Ultimately we are growing 3 to 4 trunks per vine, and originating fewer shoots from the “head” of each trunk, as opposed to so many more spurs on a horizontal cordon. It can be called “head trained & spur pruned”. This is simple to train young vines into, but it is a challenge to convert older vines. We have focused on fostering growth points lower on the vine, to establish new trunks. These multiple trunks replace the horizontal growth – eliminating horizontal growth. Each trunk has a split at the top to retain two spurs, each spur will produce 2 shoots in the upcoming season, resulting in 4 shoots per trunk/head. The following winter those 4 shoots will be re-thinned to 2 spurs.

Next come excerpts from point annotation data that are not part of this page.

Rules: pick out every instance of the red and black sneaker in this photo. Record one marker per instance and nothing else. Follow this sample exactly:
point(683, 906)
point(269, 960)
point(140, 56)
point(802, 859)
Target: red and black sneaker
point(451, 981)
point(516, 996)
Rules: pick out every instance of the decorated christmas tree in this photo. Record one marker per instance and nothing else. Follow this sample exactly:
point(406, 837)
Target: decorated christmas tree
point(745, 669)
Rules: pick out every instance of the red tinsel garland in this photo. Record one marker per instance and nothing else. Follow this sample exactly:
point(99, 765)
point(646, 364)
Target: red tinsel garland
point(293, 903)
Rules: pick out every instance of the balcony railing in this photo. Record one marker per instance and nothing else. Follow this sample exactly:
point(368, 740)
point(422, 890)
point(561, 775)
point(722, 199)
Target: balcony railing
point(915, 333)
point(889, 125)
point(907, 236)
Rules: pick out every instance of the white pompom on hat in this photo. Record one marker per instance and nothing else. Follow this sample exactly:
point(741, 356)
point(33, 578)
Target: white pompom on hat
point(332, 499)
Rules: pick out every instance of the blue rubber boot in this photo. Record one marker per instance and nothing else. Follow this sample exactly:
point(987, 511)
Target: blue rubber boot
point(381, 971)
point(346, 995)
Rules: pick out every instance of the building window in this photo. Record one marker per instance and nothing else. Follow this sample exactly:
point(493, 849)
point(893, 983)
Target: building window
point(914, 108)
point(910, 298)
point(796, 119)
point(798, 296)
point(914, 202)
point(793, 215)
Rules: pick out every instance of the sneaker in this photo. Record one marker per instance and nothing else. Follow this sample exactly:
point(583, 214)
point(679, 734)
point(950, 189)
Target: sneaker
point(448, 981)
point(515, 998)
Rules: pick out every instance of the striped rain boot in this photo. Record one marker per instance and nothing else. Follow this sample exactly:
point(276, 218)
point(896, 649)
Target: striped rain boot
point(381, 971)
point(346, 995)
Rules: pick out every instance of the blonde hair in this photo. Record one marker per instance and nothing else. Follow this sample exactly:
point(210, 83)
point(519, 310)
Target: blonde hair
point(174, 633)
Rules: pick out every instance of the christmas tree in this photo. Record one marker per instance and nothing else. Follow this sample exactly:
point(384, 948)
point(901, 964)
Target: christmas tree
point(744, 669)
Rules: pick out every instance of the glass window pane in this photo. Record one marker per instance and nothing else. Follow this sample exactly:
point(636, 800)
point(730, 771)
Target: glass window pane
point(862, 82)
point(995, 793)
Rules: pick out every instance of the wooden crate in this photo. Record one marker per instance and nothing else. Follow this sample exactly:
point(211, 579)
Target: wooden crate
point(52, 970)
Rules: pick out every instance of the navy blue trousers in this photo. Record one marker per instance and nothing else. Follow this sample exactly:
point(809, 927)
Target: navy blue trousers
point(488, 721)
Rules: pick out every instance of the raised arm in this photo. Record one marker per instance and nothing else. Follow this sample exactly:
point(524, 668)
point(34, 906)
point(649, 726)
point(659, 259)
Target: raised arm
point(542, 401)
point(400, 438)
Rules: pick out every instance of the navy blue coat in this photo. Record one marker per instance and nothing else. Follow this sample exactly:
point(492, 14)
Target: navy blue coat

Pic of a head with 4 shoots from the previous season

Previous Season Head with 4 Shoots

Same Head Thinned back to 2 Spurs for Upcoming Season.

Pic of a finished pruned vine - awaiting the shortening of the spurs as spring growth starts.

The Fan

In this system we have all the upsides: spacing & delayed dormancy to protect the crop, & less “old wood”. I don’t see any of the downsides. And best yet – the vines are happy. This is a vertical oriented growth habit, which perfectly mirrors how vines grow in nature. We no longer have a vine growing up, then horizontal, the up again. Instead we have a lovely upward growth and energetic through spring, and a graceful downward energetic flow during fall & ripening.

It does not have a specific name yet – i don’t know if it ever will…. My buddies joking called it the ‘Murray Sprawl”. I think of it as a fan, since the base of the vine fans into multiple trunks, each of which fan into multiple spurs, each of which fan into multiple shoots – reminiscent of asian fans – which are graceful and beautiful.

I’m super excited to have a pruning system that makes sense, has no down-side, and inherently facilitates the vines natural growth habit, expressing grace and beauty.

One Reply to “Significance of Winter Pruning: Part 2”

  1. Not having any background in how to prune vines, your explanation made a lot of sense. Hope your approach continues to have success!